More than a century later, the architecture has changed—but many of the barriers haven’t.
Opportunity still tilts toward the familiar. Risk still gets defined by what’s comfortable. And too often, women founders still have to prove not just the value of their ideas—but their right to be in the room.
⚡ The Numbers Tell the Story
Women now own nearly 40% of U.S. businesses, driving trillions in economic value. Yet female founders capture only 2% of venture capital funding . That’s not a gap—it’s a canyon. And it stands in the way of critical, often life-saving innovation. When capital allocation excludes women, it prevents new approaches to healthcare, fresh ideas for care delivery, and the development of innovative, life-changing technologies. Closing that canyon will take more than awareness—it will require restructuring how capital is allocated, and broadening the group of decision makers.
🚀 Where CIF Changes the Equation
At Catalytic Impact Foundation, we don’t fund trends—we fund change.
More than half of our portfolio companies are women-led, advancing technologies that expand health access and transform patient outcomes. Our founders aren’t waiting to be invited—they’re leading the labs, the boardrooms, and the breakthroughs:
Penelope Finnie, CEO of Egal, turned a simple question—why aren’t menstrual products as accessible as toilet paper?—into TIME’s Best Invention of 2025 and a Fast Company Innovation by Design finalist .
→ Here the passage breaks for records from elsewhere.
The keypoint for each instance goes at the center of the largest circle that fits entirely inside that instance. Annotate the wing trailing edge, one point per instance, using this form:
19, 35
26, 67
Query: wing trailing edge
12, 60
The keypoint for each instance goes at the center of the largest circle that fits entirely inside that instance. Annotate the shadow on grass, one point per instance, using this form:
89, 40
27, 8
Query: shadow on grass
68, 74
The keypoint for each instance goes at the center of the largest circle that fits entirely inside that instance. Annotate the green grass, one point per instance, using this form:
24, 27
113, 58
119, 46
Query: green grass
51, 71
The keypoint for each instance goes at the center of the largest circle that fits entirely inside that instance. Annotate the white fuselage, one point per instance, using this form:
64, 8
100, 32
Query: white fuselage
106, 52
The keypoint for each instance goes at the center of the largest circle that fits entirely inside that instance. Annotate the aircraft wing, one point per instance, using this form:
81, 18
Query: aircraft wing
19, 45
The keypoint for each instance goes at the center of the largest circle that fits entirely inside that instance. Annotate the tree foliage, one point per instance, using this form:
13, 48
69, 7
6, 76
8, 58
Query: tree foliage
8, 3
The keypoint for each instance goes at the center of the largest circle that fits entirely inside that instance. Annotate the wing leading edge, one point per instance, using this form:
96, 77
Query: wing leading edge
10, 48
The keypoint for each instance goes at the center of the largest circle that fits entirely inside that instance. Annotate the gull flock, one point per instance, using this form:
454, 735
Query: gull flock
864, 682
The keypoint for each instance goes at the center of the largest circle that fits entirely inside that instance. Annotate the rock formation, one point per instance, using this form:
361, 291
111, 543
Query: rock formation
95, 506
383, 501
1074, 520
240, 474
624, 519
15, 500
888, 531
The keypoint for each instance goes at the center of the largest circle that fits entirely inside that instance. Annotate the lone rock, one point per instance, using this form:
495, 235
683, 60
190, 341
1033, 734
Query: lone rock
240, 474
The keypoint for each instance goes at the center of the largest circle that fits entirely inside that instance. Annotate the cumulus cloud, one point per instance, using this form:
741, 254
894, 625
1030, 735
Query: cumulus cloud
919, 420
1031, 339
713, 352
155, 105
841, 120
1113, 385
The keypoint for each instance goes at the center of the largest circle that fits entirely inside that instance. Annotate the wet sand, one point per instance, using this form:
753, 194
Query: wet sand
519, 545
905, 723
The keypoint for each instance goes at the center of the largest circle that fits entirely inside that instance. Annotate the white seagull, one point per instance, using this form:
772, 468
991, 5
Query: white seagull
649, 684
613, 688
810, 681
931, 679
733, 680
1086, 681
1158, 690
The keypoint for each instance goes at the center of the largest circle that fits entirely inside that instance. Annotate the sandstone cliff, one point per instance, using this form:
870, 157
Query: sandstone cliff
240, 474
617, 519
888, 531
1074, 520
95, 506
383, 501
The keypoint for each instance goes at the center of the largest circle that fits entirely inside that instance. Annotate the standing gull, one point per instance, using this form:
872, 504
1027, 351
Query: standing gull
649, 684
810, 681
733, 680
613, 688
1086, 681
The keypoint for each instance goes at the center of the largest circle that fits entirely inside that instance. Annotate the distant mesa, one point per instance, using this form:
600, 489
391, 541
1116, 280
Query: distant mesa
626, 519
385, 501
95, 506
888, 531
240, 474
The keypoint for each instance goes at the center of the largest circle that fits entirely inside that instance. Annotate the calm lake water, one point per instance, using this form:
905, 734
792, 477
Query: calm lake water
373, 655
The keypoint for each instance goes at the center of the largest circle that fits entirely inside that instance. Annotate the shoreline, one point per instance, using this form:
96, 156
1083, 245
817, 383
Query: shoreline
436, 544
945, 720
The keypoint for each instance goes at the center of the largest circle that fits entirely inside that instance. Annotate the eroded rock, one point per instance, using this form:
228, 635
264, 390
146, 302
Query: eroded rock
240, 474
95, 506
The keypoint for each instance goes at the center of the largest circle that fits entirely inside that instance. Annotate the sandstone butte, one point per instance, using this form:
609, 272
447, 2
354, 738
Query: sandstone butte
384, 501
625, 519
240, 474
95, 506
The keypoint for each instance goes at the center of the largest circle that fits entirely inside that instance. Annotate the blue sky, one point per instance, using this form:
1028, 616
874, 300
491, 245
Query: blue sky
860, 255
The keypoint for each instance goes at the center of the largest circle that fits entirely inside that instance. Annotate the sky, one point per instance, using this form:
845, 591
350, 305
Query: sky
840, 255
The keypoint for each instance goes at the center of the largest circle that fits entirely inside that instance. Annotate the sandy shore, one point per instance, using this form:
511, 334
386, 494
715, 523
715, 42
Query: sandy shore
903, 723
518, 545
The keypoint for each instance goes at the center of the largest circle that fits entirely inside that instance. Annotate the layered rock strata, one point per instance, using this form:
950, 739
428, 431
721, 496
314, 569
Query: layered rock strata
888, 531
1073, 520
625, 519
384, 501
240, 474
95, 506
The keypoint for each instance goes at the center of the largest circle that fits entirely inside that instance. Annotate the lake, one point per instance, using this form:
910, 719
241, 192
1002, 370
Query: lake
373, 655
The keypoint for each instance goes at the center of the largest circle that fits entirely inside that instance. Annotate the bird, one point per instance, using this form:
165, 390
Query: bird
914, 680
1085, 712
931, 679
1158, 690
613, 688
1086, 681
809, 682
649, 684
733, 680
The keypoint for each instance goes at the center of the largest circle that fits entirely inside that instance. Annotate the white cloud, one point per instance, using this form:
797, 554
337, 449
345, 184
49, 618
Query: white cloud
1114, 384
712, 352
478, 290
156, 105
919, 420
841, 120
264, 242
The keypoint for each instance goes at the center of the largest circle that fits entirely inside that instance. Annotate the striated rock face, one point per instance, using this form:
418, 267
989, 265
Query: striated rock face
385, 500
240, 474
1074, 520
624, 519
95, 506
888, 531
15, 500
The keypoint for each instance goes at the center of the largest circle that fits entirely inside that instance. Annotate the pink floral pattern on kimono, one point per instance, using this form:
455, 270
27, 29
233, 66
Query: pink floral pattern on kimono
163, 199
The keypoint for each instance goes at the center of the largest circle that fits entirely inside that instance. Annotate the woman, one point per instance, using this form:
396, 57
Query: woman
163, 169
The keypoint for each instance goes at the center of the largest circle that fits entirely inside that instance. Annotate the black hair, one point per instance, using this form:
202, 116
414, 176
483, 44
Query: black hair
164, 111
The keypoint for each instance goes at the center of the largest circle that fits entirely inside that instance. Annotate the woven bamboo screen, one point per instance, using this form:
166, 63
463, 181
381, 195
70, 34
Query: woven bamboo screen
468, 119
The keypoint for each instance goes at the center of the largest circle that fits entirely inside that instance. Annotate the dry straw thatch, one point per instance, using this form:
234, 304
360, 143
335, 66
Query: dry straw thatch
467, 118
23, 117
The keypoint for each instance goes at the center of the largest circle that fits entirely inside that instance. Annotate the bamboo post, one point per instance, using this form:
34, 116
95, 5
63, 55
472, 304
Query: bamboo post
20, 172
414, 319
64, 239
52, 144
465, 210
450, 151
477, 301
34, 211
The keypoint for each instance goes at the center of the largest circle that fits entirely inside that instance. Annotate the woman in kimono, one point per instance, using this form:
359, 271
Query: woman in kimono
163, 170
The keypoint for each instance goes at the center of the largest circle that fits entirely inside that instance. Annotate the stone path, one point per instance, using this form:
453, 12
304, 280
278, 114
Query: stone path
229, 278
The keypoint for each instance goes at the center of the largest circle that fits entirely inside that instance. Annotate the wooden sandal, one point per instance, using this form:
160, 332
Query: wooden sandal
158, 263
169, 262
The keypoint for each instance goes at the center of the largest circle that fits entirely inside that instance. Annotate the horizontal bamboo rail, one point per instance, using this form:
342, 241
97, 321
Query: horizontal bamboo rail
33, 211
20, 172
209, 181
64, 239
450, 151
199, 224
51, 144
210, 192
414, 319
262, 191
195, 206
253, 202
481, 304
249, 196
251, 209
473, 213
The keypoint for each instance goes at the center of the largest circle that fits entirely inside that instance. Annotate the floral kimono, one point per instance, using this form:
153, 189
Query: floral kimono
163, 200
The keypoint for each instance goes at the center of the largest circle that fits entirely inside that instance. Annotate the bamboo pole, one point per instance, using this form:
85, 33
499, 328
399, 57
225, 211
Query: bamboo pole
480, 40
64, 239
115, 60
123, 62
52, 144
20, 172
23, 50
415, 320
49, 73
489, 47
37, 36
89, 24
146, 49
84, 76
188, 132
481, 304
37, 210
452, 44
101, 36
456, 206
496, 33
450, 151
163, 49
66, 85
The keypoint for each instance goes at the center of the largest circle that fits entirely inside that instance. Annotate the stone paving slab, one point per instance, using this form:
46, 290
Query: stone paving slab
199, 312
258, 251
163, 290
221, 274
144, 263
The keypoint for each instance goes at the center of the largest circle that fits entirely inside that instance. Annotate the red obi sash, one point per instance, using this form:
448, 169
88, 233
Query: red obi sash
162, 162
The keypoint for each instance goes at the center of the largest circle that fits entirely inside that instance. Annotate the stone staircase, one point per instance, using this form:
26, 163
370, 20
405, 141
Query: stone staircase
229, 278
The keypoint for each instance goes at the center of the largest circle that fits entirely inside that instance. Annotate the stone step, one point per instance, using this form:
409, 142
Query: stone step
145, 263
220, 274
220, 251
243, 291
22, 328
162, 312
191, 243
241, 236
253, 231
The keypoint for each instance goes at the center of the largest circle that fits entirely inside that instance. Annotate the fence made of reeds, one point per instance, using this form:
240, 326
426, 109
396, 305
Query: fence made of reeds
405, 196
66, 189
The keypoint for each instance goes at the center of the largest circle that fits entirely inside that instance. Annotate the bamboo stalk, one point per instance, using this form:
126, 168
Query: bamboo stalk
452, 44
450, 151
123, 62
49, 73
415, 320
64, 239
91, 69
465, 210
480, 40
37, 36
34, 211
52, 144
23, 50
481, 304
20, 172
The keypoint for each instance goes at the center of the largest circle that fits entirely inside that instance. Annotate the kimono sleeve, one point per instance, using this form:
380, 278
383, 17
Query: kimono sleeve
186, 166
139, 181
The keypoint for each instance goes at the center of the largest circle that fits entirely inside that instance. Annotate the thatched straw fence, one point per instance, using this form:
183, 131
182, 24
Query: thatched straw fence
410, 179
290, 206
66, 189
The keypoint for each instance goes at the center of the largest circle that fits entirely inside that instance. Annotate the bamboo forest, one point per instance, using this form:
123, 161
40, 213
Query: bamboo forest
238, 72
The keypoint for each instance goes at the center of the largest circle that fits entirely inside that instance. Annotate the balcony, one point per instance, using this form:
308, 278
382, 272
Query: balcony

Claire Mazumdar, CEO of Bicara Therapeutics, is redefining cancer treatment and was named a Fierce Biotech Leadership Honoree for her bold scientific vision.
🌍 Why It Matters
Women-owned businesses already command major economic power: they contribute more than $2.2 trillion to GDP and employ roughly 9.4 million people. Yet when it comes to who controls the funding and who gets to define the solutions—especially in healthcare—the representation gap is striking with women holding fewer than 20% of senior investing roles at venture capital firms. And here’s the kicker: while female-founded startups receive only 2% of venture capital dollars, they generate more than twice the revenue per dollar of funding compared to their male-founded peers—$0.78 versus $0.31. In other words, when women get funded, they make the money work harder. What does that mean for healthcare innovation?
When capital flows primarily through narrow networks, we get narrow solutions—leaving vast gaps in care, research, and access.
At Catalytic Impact Foundation, we’re changing the equation.
We invest in founders who see what others miss—those driving innovation in areas such as maternal health, rare disease, and accessible care. Women-led companies, often overlooked by traditional funds, are proving to be high-impact, high-outcome ventures. And when they succeed, their outcomes power the next wave of innovation through our regenerative model. Because true progress isn’t measured by how many startup checks clear—it’s measured by how many lives they save or improve, how many underserved markets they transform, and how many systems they upend.